Fastq formatted file of read sequences. All query sequences are aligned to all reads, unless kmer indexing is specified.
Fasta file contain sequences to be searched for from the reads. Alignments are returned in order by alignment score. All alignments meeting the minimum --score threshold will be returned until the --max_report parameters is met or until there are no more alignments.
The kmer size to use for the query index. Swifr produces a Map of kmers of size k across all query sequences. For each read, kmers of size k are produced and looked up in the index. For each read, the kmer coverage against each query sequence in the index is calculated. Query sequences with the highest coverage (Z-score >2) \are kept for the final alignment.Or, in the event that there are multiple similar query sequences, argument -F is used to align query sequences with some minimum coverage
In the event that the kmer index does not find a matching sequeunce, Align against all query sequences. If reads are noisy (pacbio, nanopore) this option could be useful to increase alginment sensitivity. This option will slow down alignments though, if there are many off target reads relative to the expected query sequences.
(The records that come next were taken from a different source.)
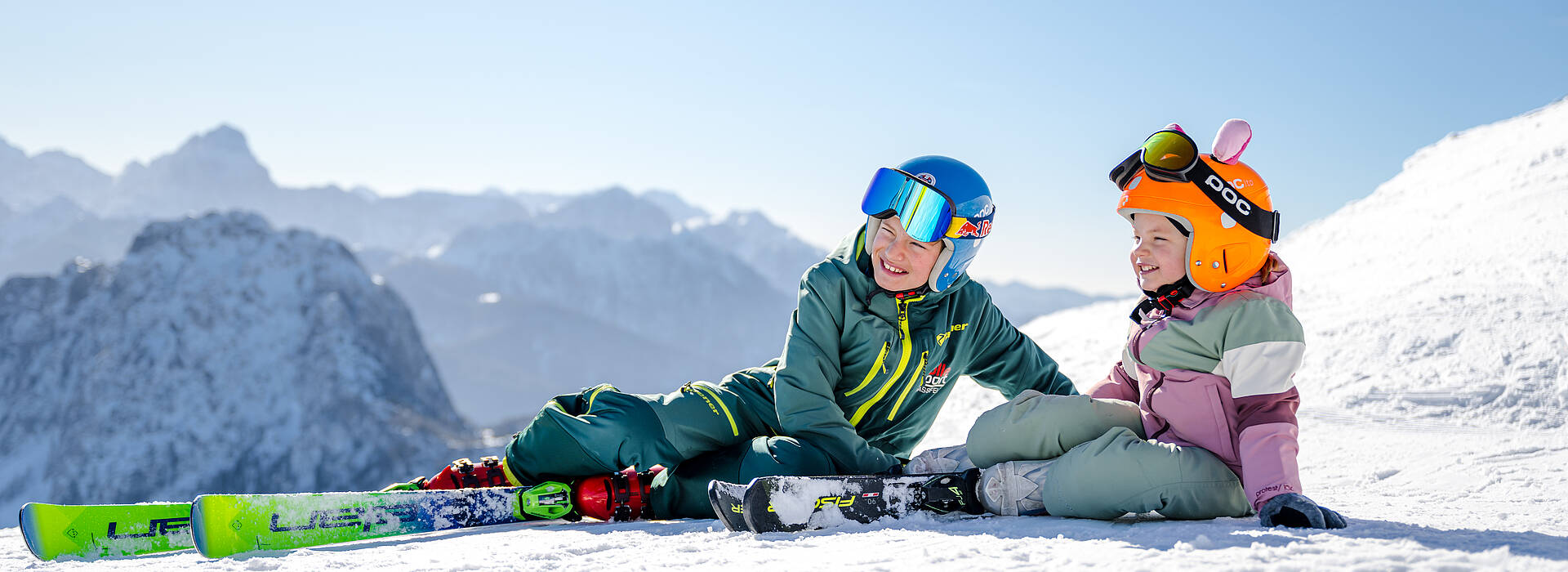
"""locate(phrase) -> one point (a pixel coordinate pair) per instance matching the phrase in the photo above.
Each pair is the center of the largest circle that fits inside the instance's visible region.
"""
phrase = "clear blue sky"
(784, 107)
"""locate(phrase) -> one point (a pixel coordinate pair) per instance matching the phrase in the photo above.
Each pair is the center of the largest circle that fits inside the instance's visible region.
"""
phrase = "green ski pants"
(1104, 467)
(700, 433)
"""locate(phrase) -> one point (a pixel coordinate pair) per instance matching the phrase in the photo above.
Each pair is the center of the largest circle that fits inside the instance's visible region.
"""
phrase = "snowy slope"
(1396, 435)
(218, 356)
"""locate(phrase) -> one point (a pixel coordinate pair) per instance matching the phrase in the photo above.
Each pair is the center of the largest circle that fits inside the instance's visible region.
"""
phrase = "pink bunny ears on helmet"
(1232, 141)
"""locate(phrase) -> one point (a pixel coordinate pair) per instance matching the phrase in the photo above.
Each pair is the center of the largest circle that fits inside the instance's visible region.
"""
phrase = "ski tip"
(198, 534)
(728, 503)
(30, 534)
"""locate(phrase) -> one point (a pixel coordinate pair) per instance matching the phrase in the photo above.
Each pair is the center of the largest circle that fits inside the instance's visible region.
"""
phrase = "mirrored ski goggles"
(1172, 157)
(925, 213)
(1165, 155)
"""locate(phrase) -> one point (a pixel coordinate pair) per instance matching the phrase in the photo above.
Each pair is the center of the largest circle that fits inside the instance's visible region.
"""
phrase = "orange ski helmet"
(1218, 198)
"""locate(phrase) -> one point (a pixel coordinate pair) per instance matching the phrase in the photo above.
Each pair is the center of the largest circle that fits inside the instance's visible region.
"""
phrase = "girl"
(1198, 418)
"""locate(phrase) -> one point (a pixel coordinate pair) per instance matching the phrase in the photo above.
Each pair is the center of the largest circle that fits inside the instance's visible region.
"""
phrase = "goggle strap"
(1263, 223)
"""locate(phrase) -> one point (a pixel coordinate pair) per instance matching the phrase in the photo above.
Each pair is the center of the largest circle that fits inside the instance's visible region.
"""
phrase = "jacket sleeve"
(809, 372)
(1261, 353)
(1007, 361)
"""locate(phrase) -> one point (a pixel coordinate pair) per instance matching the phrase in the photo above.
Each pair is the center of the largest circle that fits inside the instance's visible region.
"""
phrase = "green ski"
(105, 530)
(234, 524)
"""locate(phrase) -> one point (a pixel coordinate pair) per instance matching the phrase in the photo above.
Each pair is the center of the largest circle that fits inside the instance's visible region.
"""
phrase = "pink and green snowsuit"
(1196, 422)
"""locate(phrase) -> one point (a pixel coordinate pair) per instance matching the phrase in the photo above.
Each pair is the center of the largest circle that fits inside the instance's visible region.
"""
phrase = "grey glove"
(941, 459)
(1297, 512)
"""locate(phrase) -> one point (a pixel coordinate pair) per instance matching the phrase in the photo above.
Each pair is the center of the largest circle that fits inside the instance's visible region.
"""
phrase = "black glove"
(1297, 512)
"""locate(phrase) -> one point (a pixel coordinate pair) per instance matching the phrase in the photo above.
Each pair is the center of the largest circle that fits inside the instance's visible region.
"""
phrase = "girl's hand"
(1297, 512)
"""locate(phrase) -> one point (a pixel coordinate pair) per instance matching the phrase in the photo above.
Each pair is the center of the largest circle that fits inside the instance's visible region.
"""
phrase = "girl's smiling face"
(901, 262)
(1159, 251)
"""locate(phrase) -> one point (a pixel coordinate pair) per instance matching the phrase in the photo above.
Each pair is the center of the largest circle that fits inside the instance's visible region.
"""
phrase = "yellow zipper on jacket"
(703, 387)
(903, 360)
(906, 387)
(874, 372)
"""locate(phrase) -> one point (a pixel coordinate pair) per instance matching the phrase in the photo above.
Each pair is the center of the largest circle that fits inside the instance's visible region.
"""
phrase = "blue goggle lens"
(924, 212)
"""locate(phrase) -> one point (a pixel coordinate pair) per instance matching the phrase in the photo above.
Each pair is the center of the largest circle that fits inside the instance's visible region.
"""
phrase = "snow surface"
(1432, 413)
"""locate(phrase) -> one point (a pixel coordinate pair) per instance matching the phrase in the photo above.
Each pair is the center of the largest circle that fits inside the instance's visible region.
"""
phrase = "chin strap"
(1164, 298)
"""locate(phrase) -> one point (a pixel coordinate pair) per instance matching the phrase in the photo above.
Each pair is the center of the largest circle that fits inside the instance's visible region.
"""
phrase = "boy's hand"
(1297, 512)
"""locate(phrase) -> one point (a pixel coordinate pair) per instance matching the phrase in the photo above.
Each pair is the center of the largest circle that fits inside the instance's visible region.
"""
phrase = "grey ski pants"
(1078, 457)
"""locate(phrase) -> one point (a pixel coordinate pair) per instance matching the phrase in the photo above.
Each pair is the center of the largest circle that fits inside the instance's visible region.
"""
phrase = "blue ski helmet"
(971, 213)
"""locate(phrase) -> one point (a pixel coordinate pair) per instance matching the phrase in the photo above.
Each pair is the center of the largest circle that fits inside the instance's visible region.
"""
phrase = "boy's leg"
(683, 493)
(595, 431)
(1045, 427)
(1118, 474)
(603, 430)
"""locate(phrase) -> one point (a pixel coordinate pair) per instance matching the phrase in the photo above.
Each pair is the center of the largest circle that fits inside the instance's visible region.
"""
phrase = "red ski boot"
(461, 474)
(620, 495)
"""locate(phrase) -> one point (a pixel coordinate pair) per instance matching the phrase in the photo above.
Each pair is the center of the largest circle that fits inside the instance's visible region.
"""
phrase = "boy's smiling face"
(901, 262)
(1159, 251)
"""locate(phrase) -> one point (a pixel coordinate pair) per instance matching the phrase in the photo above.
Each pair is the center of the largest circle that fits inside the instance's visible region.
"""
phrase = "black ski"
(728, 503)
(792, 503)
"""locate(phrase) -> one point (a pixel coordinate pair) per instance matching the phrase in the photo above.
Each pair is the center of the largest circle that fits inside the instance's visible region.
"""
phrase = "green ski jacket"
(862, 373)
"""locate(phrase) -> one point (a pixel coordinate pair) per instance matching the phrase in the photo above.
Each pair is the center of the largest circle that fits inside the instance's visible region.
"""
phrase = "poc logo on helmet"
(1230, 194)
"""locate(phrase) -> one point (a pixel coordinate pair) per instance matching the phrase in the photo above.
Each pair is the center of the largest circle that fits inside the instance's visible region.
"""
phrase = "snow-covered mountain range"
(220, 355)
(521, 295)
(1432, 413)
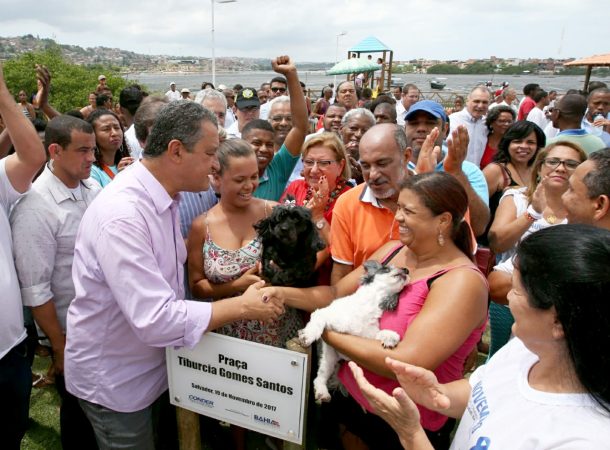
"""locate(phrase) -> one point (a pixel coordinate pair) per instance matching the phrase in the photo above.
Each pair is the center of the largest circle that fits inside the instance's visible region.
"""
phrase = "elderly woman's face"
(321, 161)
(522, 150)
(416, 223)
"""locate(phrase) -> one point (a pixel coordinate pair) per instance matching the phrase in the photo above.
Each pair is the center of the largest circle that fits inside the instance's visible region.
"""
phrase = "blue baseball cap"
(430, 106)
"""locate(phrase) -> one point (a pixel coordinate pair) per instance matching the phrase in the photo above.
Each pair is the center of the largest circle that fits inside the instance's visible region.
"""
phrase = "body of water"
(158, 82)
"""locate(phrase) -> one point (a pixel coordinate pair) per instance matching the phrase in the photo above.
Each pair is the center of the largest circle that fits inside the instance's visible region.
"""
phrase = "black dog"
(290, 243)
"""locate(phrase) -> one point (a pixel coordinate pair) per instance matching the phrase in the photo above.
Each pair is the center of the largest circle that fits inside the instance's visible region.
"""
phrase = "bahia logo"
(266, 421)
(202, 401)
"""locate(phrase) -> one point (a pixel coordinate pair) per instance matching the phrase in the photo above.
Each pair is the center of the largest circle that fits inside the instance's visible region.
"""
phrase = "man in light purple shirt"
(128, 279)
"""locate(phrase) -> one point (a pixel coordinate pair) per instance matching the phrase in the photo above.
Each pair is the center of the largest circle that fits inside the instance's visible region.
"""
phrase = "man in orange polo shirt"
(363, 217)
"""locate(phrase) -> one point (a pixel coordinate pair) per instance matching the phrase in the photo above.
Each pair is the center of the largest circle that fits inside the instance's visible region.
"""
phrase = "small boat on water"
(437, 83)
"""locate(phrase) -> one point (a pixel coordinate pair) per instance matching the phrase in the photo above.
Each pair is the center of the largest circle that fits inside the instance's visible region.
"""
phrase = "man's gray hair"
(180, 120)
(210, 94)
(481, 88)
(358, 112)
(400, 137)
(508, 91)
(280, 99)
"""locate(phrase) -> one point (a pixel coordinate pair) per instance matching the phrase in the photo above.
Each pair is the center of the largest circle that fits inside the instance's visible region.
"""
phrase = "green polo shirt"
(271, 185)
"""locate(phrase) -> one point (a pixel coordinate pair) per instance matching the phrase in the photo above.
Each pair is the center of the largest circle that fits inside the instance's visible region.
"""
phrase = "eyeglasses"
(322, 163)
(279, 118)
(553, 163)
(249, 109)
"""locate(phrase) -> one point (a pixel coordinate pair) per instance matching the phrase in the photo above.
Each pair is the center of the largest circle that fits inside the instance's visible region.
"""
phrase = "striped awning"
(370, 44)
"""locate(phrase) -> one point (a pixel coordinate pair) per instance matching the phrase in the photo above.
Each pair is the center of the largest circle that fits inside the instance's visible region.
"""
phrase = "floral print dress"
(221, 266)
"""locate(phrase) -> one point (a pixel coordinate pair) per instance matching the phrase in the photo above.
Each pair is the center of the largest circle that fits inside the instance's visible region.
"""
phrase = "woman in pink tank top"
(441, 313)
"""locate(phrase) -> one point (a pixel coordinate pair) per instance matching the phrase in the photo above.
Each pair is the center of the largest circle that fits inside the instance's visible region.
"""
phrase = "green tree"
(71, 83)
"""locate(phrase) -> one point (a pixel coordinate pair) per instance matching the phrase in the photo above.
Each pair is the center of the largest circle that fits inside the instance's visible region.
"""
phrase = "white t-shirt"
(505, 412)
(233, 131)
(12, 331)
(519, 198)
(537, 116)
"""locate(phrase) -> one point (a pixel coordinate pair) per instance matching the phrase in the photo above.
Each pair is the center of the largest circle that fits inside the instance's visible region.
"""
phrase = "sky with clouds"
(307, 29)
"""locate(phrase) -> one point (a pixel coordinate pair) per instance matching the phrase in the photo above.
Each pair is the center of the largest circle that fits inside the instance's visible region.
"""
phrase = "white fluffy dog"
(357, 314)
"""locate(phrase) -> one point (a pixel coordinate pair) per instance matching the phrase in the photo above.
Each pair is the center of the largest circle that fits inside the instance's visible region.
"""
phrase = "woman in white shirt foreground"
(548, 387)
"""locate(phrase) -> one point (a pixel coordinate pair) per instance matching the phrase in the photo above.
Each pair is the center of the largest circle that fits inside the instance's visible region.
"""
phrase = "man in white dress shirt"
(44, 226)
(473, 118)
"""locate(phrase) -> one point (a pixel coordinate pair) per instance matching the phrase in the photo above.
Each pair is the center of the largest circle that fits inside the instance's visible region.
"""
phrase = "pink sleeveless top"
(410, 302)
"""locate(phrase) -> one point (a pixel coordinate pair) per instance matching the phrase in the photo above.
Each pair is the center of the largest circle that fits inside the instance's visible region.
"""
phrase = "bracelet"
(531, 212)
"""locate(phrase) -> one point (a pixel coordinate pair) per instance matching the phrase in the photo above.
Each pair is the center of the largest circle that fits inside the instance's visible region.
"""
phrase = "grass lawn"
(43, 430)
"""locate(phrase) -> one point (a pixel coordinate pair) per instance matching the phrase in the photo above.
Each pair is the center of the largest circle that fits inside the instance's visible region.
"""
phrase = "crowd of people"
(129, 228)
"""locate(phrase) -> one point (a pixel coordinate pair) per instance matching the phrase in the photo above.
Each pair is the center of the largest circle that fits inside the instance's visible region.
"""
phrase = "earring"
(440, 239)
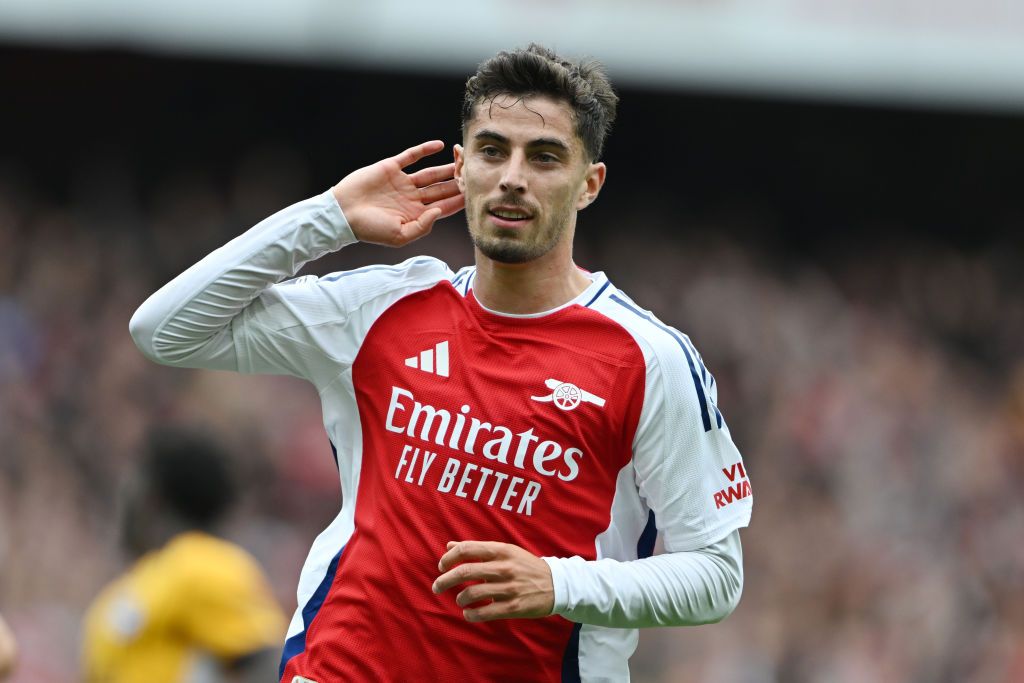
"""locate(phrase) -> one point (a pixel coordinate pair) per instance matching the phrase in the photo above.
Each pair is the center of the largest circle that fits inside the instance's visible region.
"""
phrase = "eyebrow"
(539, 142)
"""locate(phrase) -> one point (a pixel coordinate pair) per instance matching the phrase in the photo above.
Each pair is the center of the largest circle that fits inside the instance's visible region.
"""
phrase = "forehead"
(522, 119)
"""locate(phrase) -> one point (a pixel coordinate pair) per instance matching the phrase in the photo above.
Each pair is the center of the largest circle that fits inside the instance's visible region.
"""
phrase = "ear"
(460, 160)
(592, 183)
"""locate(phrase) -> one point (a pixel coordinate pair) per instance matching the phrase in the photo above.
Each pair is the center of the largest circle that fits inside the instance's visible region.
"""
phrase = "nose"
(514, 174)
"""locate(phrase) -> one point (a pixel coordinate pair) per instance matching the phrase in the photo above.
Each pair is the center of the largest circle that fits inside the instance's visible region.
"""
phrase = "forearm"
(674, 589)
(187, 321)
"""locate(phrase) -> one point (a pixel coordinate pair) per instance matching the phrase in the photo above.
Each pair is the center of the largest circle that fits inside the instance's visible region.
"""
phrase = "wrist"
(559, 585)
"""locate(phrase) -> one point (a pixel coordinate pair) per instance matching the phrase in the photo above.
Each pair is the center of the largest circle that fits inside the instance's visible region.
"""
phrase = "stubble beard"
(508, 246)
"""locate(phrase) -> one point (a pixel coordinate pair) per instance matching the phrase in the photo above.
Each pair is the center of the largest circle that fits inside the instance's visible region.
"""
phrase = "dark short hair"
(538, 71)
(189, 473)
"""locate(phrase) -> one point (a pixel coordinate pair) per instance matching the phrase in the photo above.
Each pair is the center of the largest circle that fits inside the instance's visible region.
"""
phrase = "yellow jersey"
(196, 603)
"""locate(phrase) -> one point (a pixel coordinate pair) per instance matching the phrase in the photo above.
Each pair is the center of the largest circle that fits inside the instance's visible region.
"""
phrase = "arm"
(676, 589)
(190, 322)
(679, 468)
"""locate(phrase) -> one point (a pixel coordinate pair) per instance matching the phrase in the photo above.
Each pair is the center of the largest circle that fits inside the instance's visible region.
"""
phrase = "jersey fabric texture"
(198, 602)
(577, 434)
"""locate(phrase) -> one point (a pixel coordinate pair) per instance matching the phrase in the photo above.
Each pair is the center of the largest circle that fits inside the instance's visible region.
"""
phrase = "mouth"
(507, 216)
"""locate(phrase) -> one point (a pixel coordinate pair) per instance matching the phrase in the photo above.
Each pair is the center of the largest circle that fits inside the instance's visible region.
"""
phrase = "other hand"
(512, 582)
(386, 206)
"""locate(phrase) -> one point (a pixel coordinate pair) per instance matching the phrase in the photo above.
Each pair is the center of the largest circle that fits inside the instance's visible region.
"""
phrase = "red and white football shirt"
(567, 433)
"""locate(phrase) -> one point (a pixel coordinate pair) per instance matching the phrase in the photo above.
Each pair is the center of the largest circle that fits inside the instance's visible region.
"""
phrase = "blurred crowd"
(878, 396)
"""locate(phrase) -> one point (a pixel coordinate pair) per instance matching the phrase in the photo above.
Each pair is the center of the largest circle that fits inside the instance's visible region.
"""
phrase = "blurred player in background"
(193, 607)
(8, 650)
(519, 430)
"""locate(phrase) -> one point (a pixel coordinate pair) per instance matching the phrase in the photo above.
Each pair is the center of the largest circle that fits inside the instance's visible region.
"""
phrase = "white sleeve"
(675, 589)
(688, 471)
(231, 311)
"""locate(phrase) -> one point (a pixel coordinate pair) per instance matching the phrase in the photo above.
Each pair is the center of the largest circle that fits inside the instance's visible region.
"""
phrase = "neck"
(547, 283)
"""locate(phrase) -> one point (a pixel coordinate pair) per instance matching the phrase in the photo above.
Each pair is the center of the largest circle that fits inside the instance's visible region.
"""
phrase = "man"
(507, 434)
(193, 607)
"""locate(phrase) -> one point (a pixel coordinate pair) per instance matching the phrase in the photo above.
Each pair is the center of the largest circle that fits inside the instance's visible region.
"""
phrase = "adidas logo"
(433, 360)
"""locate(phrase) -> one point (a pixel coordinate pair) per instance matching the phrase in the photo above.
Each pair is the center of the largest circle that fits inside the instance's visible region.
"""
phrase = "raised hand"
(508, 582)
(386, 206)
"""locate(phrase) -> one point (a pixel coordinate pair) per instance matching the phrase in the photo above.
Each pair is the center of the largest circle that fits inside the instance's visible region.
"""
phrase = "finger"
(484, 571)
(413, 155)
(485, 591)
(439, 190)
(415, 229)
(429, 176)
(466, 551)
(451, 205)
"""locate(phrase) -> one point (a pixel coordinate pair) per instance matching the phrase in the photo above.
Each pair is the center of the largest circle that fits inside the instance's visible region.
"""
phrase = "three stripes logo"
(433, 360)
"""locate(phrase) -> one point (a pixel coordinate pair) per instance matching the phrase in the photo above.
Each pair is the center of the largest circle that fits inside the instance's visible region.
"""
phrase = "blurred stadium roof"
(921, 52)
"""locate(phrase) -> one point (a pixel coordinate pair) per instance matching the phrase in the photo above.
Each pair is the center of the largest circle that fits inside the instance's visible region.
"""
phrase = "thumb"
(417, 228)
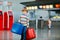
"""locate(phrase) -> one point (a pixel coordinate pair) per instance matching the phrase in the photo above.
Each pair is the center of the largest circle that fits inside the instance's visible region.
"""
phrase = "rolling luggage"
(17, 28)
(30, 33)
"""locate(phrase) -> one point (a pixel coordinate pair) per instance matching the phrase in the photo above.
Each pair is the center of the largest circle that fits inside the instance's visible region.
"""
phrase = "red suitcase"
(30, 33)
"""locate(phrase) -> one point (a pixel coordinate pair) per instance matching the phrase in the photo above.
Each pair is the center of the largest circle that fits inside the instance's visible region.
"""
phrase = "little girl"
(49, 23)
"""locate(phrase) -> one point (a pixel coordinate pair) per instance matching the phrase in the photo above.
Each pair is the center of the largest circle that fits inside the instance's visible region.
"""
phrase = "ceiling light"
(32, 7)
(44, 6)
(40, 6)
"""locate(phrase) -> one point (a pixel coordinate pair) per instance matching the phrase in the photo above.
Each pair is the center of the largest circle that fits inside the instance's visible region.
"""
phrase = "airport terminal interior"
(44, 18)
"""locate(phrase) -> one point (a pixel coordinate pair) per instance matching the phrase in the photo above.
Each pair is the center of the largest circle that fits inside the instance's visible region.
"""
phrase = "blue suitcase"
(17, 28)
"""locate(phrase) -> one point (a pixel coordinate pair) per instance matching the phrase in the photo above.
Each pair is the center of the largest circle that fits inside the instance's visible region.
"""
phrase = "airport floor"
(42, 34)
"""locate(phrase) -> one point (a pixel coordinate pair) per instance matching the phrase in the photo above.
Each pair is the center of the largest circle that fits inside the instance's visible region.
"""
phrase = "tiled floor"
(42, 34)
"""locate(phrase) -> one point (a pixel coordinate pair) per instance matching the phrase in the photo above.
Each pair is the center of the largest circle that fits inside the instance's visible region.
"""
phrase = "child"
(24, 19)
(49, 23)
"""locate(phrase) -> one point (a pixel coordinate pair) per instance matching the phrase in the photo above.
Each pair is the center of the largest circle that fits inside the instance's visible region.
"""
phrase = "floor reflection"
(42, 34)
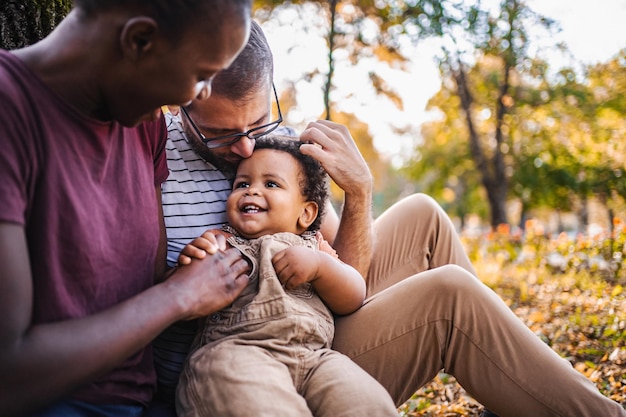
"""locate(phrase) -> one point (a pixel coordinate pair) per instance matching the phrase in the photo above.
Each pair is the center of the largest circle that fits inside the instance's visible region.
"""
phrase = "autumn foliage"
(568, 289)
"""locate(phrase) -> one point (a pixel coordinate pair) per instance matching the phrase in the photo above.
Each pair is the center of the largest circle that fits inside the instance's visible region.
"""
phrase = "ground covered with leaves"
(568, 289)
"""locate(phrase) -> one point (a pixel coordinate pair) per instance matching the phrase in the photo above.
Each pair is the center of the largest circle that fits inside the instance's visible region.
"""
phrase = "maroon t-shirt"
(85, 192)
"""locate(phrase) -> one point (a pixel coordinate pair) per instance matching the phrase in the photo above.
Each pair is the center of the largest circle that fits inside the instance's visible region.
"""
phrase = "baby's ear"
(308, 215)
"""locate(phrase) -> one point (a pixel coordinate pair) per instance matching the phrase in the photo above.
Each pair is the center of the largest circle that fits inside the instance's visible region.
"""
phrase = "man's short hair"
(252, 70)
(314, 181)
(172, 16)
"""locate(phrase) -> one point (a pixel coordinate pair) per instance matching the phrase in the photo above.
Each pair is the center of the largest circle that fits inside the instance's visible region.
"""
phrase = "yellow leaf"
(617, 290)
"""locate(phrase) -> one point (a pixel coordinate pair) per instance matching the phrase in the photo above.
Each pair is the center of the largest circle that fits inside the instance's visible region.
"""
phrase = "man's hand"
(332, 145)
(207, 285)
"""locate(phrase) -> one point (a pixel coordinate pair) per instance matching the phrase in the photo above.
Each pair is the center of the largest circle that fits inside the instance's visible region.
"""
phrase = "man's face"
(176, 72)
(218, 116)
(267, 196)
After calculating coverage for each query sequence in the kmer-index, any query sequence with at least some fraction of coverage (i.e. 0.3 = 30%) is returned and aligned against using the smith-waterman algorithm.
The minimum score, as calculated by the Smith-Waterman Algorithm (see Alignment Strategy, necessary to qualify a sequence alignment. All alignments satisfying this score will be used to split/trim the reads.
Maximum number of alignments that will be reported for a given read. Alignments are returned in order of highest score.
The total number of reads to run the alignment against. Useful for debugging and testing parameters.
The number of processors used to perform the alignments.
Optimize the alignment for global (end-to-end) alignments. Using this option will allow negative values to the stored in the scoring matrix. Likewise, alignment maxima are only traced from the end of the query sequence.
Specify the amount of sequence at the ends of the reads to align barcodes against. By default, adapters are aligned against the entire length of the read. Specifying --length, for example 100, will align the adapter sequence against the first and last 100 bases of the reads.
Increases verbosity during alignment. Prints highly detailed information about each alignment. Only useful for learning and exploring aspects of the alignments, not for use on large datasets.